To Colonel Ann Hawkes Hay
West Point Augt 2d 79
Sensible of the distresses which you must suffer from the repeated depredations of the enemy on your property, it gives me real pain that I have it not in my power to comply with your request1 respecting an order for Clothing. I am not at liberty to appropriate any part of the public supplies to a purpose different from that for which it was intended; and those in the article of cloathing are so scanty and the wants and distresses of the officers so great, that if I had the power, I could not exercise it without prejudice to them—These considerations will not permit me to yield to the inclination I feel to oblige a Gentleman who has made such sacrifices, as you have done, to his attachment to the common cause.2 I am with great esteem Sir Yr most Obedt sert.
Df, in Alexander Hamilton’s writing, DLC:GW; Varick transcript, DLC:GW.

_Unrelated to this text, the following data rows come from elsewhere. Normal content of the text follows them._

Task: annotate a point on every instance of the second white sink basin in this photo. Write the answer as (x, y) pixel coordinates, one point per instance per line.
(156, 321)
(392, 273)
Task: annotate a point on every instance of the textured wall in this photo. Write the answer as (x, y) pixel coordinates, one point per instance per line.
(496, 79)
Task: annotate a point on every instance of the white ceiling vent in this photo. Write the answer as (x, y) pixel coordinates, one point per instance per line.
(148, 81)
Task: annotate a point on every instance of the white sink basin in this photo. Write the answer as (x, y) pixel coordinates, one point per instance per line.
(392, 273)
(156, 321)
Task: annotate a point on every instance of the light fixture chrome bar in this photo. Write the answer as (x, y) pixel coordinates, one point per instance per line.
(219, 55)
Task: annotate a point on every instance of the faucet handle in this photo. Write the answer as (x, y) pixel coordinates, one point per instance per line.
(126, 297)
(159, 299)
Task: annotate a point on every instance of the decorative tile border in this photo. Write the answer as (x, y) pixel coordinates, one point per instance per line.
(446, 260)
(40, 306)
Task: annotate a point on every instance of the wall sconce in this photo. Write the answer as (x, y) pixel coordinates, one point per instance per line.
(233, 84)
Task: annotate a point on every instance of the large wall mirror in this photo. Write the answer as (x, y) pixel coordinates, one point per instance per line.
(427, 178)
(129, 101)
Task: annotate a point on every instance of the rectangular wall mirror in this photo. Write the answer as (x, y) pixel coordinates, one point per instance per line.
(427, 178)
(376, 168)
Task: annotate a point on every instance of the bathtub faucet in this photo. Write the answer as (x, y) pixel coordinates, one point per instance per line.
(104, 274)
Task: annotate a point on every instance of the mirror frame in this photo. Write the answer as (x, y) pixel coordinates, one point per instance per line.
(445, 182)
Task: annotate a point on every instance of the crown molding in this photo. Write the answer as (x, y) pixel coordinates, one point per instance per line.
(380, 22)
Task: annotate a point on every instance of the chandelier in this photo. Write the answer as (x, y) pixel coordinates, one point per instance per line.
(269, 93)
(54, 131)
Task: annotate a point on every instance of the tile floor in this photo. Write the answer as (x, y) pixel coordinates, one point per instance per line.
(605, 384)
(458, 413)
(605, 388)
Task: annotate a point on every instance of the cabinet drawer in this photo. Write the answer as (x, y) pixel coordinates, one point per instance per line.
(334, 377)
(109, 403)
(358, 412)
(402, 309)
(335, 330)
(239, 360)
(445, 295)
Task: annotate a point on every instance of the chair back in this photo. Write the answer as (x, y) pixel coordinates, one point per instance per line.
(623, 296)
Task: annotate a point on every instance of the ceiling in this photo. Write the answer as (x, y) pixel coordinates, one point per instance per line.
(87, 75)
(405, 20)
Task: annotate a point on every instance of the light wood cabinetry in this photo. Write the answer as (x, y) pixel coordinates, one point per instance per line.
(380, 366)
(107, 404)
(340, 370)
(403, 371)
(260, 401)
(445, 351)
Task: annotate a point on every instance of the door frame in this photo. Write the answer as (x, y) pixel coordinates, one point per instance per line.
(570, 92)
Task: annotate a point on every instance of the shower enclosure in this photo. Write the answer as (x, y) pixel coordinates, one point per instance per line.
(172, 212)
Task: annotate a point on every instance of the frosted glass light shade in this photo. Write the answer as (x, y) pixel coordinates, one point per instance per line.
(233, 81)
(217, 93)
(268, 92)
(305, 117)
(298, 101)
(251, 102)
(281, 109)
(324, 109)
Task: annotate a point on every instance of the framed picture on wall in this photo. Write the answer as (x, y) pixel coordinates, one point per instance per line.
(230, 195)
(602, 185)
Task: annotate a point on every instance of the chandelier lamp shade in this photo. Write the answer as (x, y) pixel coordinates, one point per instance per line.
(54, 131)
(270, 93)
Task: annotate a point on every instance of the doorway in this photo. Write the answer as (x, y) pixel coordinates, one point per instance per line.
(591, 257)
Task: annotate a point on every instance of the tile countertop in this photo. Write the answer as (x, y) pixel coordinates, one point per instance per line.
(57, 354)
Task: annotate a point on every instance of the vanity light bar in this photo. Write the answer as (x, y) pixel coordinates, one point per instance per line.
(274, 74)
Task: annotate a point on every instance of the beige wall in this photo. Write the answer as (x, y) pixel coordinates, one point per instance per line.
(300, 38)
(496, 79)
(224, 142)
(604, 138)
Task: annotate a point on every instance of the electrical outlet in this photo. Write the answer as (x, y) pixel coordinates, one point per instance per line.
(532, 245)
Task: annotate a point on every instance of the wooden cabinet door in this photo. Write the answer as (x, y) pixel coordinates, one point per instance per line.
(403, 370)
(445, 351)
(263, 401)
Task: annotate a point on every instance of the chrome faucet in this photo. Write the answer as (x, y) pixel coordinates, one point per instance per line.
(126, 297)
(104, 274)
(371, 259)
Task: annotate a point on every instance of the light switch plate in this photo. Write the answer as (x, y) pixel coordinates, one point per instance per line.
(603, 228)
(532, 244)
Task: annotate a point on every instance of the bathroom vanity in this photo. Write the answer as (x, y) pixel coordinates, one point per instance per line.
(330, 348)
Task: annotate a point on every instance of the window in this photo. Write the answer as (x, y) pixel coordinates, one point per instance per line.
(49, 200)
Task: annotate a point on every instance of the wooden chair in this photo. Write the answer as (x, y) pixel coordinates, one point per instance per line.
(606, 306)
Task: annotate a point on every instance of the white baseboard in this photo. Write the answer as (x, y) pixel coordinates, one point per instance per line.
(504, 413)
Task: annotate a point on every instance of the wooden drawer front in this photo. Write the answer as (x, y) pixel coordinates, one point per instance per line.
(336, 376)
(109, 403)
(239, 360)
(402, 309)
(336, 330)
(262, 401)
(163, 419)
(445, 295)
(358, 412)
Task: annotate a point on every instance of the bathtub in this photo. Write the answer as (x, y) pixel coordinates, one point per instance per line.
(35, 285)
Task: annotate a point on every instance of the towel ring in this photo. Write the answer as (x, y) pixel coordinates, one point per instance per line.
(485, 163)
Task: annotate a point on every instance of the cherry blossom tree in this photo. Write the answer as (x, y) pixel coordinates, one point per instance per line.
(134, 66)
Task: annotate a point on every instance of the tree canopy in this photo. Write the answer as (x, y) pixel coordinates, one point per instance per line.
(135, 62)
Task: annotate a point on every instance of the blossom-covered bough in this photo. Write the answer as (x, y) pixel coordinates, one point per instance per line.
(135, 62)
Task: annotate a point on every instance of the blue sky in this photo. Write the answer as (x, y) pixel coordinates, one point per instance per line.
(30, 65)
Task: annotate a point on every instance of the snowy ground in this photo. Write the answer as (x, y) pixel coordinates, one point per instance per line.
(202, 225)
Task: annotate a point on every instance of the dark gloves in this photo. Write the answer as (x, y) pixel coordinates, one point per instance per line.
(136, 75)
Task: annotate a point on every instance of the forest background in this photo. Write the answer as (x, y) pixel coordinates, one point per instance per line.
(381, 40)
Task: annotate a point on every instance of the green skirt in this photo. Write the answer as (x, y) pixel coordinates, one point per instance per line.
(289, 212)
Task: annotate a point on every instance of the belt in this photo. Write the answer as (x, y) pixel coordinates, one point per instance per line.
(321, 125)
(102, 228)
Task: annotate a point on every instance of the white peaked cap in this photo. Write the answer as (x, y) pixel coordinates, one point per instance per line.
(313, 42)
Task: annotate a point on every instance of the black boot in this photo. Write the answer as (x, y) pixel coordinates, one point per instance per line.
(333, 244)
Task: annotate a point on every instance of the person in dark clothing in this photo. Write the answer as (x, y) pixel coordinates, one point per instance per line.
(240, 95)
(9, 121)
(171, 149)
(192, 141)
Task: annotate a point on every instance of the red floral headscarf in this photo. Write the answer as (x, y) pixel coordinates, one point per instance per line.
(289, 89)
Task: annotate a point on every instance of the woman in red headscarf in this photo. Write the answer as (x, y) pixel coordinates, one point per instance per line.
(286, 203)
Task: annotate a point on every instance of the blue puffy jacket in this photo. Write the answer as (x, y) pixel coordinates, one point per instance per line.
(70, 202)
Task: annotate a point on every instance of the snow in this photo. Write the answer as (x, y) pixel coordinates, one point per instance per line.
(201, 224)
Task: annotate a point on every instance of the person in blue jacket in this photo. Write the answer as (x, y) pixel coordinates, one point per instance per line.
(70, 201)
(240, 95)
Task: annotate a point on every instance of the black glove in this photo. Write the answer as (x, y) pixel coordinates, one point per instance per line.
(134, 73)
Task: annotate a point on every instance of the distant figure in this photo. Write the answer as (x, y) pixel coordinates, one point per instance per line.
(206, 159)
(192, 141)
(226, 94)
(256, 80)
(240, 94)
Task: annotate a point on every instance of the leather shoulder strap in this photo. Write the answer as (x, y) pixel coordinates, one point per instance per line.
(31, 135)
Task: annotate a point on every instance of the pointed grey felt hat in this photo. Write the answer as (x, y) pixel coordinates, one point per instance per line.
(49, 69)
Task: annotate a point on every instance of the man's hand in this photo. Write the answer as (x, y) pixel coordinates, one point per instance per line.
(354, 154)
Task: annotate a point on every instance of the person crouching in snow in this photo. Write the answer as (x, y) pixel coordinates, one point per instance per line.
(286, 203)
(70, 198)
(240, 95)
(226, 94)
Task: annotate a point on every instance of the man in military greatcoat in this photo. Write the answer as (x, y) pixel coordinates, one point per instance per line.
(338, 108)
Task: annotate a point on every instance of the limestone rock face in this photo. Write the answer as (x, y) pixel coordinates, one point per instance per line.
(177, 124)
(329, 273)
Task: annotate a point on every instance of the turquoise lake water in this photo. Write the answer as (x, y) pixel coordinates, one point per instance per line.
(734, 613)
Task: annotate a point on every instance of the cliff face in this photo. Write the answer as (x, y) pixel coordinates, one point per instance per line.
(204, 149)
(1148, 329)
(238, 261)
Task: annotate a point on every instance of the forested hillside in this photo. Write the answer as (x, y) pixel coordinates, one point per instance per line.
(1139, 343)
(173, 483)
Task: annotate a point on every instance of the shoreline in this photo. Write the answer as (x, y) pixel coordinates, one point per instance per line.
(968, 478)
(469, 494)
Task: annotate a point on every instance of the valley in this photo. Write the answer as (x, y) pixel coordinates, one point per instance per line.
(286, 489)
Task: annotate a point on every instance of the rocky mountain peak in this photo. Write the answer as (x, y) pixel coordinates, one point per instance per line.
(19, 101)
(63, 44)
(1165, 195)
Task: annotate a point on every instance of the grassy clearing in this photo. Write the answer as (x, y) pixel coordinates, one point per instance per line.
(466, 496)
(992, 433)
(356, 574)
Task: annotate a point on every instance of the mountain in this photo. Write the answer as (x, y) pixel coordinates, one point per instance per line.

1. At this point on the manuscript, GW’s aide-de-camp Alexander Hamilton, who penned the draft, crossed out the following words: “contained in your letter dated the 30th of July.” This letter has not been found.
2. For Hay’s description of the distress of his family resulting from the destruction of his house and property at Haverstraw, N.Y., during British raids in the fall of 1777 and the summer of 1779, see Hay to George Clinton, 22 June 1780, in Hastings and Holden, Clinton Papers, description begins Hugh Hastings and J. A. Holden, eds. Public Papers of George Clinton, First Governor of New York, 1777–1795, 1801–1804. 10 vols. 1899–1914. Reprint. New York, 1973. description ends 5:877–80.